I'm using dotCover to analyze code coverage of my unit tests, and I'm getting some strange results... I have an iterator method for which the coverage is not complete, but the statements that are not covered are just the closing braces at the end of the method.
Here's the method I'm testing:
public static IEnumerable<T> CommonPrefix<T>(
this IEnumerable<T> source,
IEnumerable<T> other,
IEqualityComparer<T> comparer)
{
source.CheckArgumentNull("source");
other.CheckArgumentNull("other");
return source.CommonPrefixImpl(other, comparer);
}
private static IEnumerable<T> CommonPrefixImpl<T>(
this IEnumerable<T> source,
IEnumerable<T> other,
IEqualityComparer<T> comparer)
{
comparer = comparer ?? EqualityComparer<T>.Default;
using (IEnumerator<T> en1 = source.GetEnumerator(),
en2 = other.GetEnumerator())
{
while (en1.MoveNext() && en2.MoveNext())
{
if (comparer.Equals(en1.Current, en2.Current))
yield return en1.Current;
else
yield break;
}
} // not covered
} // not covered
The unit test:
[Test]
public void Test_CommonPrefix_SpecificComparer()
{
var first = new[] { "Foo", "Bar", "Baz", "Titi", "Tata", "Toto" };
var second = new[] { "FOO", "bAR", "baz", "tata", "Toto" };
var expected = new[] { "Foo", "Bar", "Baz" };
var actual = first.CommonPrefix(second, StringComparer.CurrentCultureIgnoreCase);
Assert.That(actual, Is.EquivalentTo(expected));
}
And the coverage results:
I assume the closing brace of the using
block is actually the calls to Dispose
on the enumerators; but then, why is it not executed?

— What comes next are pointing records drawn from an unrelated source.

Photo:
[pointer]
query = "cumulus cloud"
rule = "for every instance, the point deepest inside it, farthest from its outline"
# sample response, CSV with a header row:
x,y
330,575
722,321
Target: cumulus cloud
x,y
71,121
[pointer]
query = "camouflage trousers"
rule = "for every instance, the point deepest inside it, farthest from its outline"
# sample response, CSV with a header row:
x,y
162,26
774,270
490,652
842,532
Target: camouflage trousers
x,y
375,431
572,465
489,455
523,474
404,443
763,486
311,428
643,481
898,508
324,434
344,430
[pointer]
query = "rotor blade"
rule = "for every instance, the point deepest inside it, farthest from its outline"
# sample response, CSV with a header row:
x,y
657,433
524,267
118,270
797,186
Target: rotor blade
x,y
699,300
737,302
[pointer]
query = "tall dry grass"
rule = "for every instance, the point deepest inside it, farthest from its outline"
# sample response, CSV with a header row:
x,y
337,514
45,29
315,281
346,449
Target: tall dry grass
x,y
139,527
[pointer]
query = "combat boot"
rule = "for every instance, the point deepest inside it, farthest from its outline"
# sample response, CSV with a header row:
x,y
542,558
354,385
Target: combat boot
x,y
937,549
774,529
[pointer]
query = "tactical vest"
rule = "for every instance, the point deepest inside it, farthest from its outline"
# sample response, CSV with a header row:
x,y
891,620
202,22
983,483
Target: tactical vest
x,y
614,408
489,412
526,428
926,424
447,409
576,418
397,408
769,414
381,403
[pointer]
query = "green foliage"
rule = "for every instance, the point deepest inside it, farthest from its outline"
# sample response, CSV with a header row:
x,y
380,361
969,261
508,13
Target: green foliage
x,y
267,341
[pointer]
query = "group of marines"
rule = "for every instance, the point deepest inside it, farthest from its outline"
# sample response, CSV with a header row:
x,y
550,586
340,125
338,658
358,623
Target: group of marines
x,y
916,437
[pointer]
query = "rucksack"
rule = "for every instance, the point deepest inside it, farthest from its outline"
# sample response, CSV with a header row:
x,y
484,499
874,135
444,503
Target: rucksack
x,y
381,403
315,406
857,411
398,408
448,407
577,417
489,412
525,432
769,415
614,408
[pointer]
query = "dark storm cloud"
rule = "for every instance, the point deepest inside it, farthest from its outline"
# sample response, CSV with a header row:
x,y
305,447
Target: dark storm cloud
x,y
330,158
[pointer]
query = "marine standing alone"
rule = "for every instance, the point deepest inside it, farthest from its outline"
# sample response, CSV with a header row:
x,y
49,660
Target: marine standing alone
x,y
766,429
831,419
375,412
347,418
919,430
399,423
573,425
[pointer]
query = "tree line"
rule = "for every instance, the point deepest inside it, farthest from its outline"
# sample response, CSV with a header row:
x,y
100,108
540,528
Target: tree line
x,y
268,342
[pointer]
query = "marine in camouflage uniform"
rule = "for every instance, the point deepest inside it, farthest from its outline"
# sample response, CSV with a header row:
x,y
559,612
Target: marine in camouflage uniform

I first suspected that NUnit wasn't disposing the enumerators, but I get the same result if I do a foreach on actual
.
As for the second uncovered closing brace, I have no idea what it stands for... I guess it's related to how the compiler transforms the iterator block.
Can anyone shed some light on what these two "statements" are, and why they are not executed ?
EDIT: Peter raised a very good question: the results shown above were obtained when running the tests on a debug build. If I run the tests on a release build, coverage of the CommonPrefixImpl
method is 100%, so it's probably related to compiler optimizations.